Reading TC Tolbert’s “My Melissa,” & Fantasizing About Self-Mutilation
Once, I was confident in being a man.
I wanted kids, God, a blonde woman with a name
easily found on gift store keychains. I saw myself
as a tardigrade, sack of flour, uncouth collection
of unrecognized cell-blocks. Whose trans body is a house
without a hacksaw—I have read gospel before,
this sounds like what my grandmother tells me
gospel sounds like, something I have not heard
in the space between punching bag, ungloved fist,
cut-up fingers, hairy thigh, mustached lip, bearded mouth,
and so on. Is this gospel? How long did it take to tap into my skull,
drain the liquid from my heart? How long does the plane curve
before it ceases to be shape and becomes something more?
I dream of shaving my body down to a doll’s neutered blankness,
of guillotining my manhood. There are people who have nuanced takes
on masculinity, who feel secure, like men. I watch them
from the other side of the fence. My mouth open, tongue draped
across grass like a picnic blanket. I don’t exist here,
I want to say. There is a space between the walls in which I will live.
It won’t be weird. Why would it be weird?

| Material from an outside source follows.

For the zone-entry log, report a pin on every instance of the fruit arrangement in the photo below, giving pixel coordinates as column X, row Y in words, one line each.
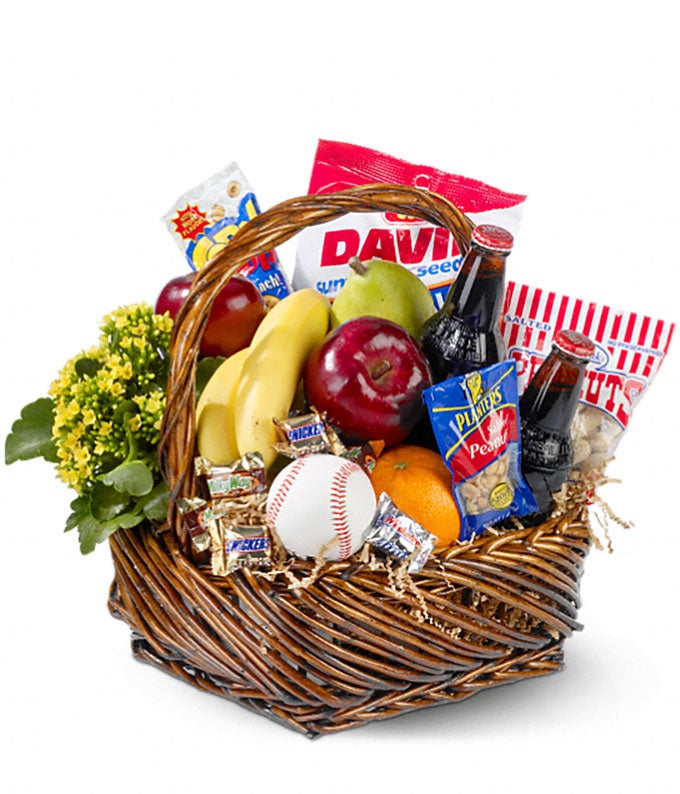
column 316, row 497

I dream of a strong man
penetrating me vaginally, and there are several complications to this.
Sometimes my guillotine dreams turn to dreams wherein I am a bird
eating out a tree’s core. Sometimes I’m afraid I am afraid / of me,
I echo, I push around meat and bone in my face.
Something guttural erupts like a howler monkey’s screams.
I scream like a howler monkey and claw like one, too, if they claw,
do they claw? I feel unsure. I feel violence churn in my stomach,
pitchforks in hand, lit torches, a monster to kill or set free.
It is hard to tell where the sun explodes and where no one
gives a shit about how I dress. I am afraid of being exposed as myself—
is it violent to want to be seen? My reflection blurs into: a haze of smoke,
pink strobe lights lining the ceiling, full volume Carly Rae Jepsen,
warm wood benches separating the gays from the girls
and doing a bad job. Can you look with me into a future
where I do not masturbate to the thought of evaporation?
It is obscene—a fan blade rotates through my intestines, shreds them
into small, red ribbons, now pinned to my skull
like prizes onto donkeys. My smooth head glitters with rivulets
of blood, christlike, absolved of everything permanent.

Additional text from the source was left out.